After I battled large cell lymphoma and moved to Atlanta my partner Joe and I got two Chow Chows. One was named Pooh Bear because he looked and acted a lit like Winnie the Pooh. The other was a female Blue Chow and her name was Midnight. Pooh was bonded to me because when he was a puppy he was attacked by another dog and I got in the middle of the fight broke it up and took care of him. Also Joe traveled a great deal when I first moved to Atlanta and Poor was all I had for almost 8 months. He was my companion and best friend. I also had a cat named Sneakers at this time who I raised from 4 weeks of age feeding her with a bottle and keeping her safe.  Her mother was killed and I did everything I could to keep her alive.bdo she was already bonded with me.

Sneakers, Pooh and Midnight became my pack. They we're as dependent on me as I was on them.  It is my belief that I enjoyed almost ten years of being cancer free because of them.  Pooh died  seven years after I got him with stomach cancer. Three years after Pooh died I lost Sneakers, she hemorrhaged and died in my arms. She literally crawled to me dragging her hind legs and intestines to get to me. She was 14 years old. Midnight lived a little while longer but suffered a stroke, became blind and became very ill. While the three of them were alive my cancer remained in remission. I believe that all three of my animals were bonded with me and took on my cancer to spare me. I loved them dearly and was with each one of them when they passed. They were my children and my family, I had them cremated and had engraved urns with miniature statues of them attached to their urns.

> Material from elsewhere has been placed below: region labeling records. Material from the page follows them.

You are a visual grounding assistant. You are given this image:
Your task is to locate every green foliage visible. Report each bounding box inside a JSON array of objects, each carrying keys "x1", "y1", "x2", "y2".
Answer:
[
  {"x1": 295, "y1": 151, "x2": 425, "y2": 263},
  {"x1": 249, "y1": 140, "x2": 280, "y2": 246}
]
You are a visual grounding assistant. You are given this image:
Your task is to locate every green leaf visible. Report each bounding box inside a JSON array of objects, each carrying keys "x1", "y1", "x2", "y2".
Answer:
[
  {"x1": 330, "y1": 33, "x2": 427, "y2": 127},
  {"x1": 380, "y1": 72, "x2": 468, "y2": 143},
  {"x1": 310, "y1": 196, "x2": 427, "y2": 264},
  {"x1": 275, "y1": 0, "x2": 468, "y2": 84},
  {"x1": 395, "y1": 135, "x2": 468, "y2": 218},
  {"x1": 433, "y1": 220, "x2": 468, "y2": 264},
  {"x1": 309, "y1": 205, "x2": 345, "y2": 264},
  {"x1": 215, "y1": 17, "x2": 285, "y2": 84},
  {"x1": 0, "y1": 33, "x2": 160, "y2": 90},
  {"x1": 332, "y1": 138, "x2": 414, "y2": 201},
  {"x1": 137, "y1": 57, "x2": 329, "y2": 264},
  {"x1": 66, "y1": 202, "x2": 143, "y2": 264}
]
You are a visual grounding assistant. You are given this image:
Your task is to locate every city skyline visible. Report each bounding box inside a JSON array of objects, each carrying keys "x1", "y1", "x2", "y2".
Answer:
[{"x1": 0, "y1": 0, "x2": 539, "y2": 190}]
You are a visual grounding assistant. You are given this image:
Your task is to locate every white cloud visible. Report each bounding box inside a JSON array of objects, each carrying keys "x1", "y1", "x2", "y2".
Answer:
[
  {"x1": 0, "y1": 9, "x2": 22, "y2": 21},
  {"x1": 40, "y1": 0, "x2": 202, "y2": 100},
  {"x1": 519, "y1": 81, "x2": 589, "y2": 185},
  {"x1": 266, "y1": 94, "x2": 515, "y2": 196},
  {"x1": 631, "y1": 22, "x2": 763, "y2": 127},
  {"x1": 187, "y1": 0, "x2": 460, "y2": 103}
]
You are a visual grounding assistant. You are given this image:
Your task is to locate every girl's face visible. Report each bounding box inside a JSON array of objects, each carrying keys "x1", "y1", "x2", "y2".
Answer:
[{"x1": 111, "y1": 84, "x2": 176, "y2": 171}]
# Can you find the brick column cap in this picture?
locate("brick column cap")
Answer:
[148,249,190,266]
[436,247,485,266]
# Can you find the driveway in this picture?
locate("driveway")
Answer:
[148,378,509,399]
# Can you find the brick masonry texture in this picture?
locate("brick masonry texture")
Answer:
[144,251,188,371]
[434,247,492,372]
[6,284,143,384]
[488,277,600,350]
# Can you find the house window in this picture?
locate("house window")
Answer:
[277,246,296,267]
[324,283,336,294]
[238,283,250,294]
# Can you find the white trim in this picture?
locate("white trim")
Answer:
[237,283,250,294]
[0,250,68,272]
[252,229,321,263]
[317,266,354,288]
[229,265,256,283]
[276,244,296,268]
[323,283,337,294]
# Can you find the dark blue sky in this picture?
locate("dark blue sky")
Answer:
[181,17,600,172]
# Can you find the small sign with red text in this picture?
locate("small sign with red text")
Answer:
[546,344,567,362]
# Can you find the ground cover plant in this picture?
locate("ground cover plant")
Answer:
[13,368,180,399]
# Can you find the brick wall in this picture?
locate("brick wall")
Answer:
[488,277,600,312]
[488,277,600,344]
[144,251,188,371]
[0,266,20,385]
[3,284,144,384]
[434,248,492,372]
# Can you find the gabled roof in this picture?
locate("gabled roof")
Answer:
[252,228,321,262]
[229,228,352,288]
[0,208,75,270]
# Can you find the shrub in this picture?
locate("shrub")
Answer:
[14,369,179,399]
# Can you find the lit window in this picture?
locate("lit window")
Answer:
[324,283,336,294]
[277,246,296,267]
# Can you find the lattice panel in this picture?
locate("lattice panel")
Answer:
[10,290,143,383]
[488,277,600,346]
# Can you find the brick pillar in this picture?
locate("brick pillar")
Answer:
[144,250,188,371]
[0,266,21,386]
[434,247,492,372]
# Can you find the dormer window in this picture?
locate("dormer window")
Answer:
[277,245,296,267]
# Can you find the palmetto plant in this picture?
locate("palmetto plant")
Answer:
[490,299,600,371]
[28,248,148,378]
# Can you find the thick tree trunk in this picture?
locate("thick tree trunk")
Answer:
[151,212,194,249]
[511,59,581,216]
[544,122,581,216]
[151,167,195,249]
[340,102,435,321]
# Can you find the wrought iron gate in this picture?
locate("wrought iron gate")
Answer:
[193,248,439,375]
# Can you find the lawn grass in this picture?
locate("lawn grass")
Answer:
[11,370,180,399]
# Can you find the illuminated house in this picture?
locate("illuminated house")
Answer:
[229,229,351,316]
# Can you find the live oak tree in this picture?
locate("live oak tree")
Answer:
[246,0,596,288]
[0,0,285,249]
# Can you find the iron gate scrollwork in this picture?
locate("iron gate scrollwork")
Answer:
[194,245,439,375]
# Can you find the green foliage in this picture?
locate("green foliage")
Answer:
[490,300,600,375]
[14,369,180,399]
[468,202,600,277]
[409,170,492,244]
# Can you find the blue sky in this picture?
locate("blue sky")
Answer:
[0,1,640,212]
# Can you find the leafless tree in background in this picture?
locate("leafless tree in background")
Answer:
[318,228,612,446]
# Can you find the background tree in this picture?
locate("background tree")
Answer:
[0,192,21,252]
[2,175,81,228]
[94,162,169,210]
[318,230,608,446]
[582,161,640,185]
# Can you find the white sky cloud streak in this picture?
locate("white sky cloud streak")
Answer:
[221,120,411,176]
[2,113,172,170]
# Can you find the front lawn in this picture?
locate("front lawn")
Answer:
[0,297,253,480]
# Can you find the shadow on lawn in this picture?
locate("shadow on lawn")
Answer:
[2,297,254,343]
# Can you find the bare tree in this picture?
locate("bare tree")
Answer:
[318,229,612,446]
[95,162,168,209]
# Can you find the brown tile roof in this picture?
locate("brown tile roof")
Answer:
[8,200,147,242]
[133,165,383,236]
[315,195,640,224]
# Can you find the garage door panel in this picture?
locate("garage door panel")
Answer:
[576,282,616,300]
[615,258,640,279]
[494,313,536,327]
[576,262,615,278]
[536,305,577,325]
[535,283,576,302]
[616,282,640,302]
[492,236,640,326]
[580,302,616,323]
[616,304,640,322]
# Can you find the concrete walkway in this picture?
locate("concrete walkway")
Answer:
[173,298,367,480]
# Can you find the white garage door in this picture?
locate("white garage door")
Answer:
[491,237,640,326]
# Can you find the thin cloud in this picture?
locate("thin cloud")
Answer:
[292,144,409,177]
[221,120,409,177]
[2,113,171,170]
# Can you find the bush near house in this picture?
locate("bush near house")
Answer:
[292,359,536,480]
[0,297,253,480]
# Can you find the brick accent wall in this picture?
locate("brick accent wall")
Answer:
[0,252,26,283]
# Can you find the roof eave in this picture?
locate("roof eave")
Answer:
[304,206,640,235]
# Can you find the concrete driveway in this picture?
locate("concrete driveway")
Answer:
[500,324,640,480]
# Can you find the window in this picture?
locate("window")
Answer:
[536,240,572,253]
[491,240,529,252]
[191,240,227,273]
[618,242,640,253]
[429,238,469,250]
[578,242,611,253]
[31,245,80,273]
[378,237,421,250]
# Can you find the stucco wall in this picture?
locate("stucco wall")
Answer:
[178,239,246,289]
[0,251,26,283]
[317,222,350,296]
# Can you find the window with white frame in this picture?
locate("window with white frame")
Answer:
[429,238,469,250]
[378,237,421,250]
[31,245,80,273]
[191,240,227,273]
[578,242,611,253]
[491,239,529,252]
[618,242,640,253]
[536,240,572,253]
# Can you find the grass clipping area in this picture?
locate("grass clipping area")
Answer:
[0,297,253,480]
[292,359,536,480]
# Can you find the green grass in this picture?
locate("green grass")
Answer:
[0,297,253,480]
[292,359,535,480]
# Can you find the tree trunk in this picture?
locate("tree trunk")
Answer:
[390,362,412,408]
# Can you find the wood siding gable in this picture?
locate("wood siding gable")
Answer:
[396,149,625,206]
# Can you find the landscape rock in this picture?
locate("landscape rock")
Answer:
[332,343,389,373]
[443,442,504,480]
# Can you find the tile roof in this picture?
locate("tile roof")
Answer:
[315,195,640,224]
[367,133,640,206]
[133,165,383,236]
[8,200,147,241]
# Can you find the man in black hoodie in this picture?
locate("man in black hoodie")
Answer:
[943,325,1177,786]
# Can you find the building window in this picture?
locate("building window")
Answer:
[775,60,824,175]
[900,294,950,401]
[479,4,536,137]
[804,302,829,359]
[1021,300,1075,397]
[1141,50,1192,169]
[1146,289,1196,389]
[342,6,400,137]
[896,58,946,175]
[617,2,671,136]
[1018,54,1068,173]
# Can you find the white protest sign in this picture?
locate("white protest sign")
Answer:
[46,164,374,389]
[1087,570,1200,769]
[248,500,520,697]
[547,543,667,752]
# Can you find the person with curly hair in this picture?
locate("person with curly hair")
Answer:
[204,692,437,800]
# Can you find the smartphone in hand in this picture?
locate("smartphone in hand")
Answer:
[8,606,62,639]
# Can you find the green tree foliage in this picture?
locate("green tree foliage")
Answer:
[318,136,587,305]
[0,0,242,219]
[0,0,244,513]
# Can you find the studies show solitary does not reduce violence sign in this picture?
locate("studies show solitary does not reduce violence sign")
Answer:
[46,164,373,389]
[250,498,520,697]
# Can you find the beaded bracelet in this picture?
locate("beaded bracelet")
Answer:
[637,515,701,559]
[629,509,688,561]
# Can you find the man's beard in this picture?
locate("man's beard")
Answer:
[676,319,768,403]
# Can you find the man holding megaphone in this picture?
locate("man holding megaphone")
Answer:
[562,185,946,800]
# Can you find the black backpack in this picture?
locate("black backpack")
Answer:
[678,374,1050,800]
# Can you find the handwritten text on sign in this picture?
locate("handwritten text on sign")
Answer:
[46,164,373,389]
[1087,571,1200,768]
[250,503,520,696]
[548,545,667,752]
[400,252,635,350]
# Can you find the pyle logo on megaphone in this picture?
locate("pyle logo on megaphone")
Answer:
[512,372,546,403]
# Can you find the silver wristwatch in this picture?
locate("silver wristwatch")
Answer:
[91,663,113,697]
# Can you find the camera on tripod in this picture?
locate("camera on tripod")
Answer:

Unfortunately last summer when I went to jail for 60 days and my landlord decided that I abandoned the house I was living in literally threw all of my possessions away. My social security check was also stopped and I was unable to pay for my rental unit any longer. I lost everything including their urns. But, my point here is that as long as they were alive my cancer remained in remission. It wasn't long after Pooh and Sneakers died my cancer came back and I lost my large intestines. Prior to my first surgery my dad and I found a yellow lab puppy. Her name was little bit, she was a very special dog. So smart and had the loving personality that Pooh had.

If I believed in reincarnation I would swear that little bit was Pooh come back to take care of me. My first surgery was extremely painful. But little bit was with me through it and the 29 other surgeries that I had. She became a service dog and loved me so much and I miss her dearly. Since then I have had other pets. A cat named Tigger who decided that he liked living outside but always came back home. He slept with me every night and was definitely my cat. I had Skylar and Madison both black labs but I lost them all and maybe that is why I am once again battling cancer. Because I don't have a stable environment to live in and I no longer have a pet.

It is my belief that animals as pets love and protect us with their very lived. They feel our emotions, moods and balance our energy and our lives. It is my belief that they have the ability to heal us mentally, emotionally and physically.

However, the funny things about animals is that they are very selective in accepting a human owner. But once they do they are there for you always. They are you comfort and companion when you need them the most.

As always my hopes and dreams are with you. Laugh often, live well love deeply. It's your life your time enjoy it. It's all about you now. Stay focused and do you. Say no when you need to and stick to it.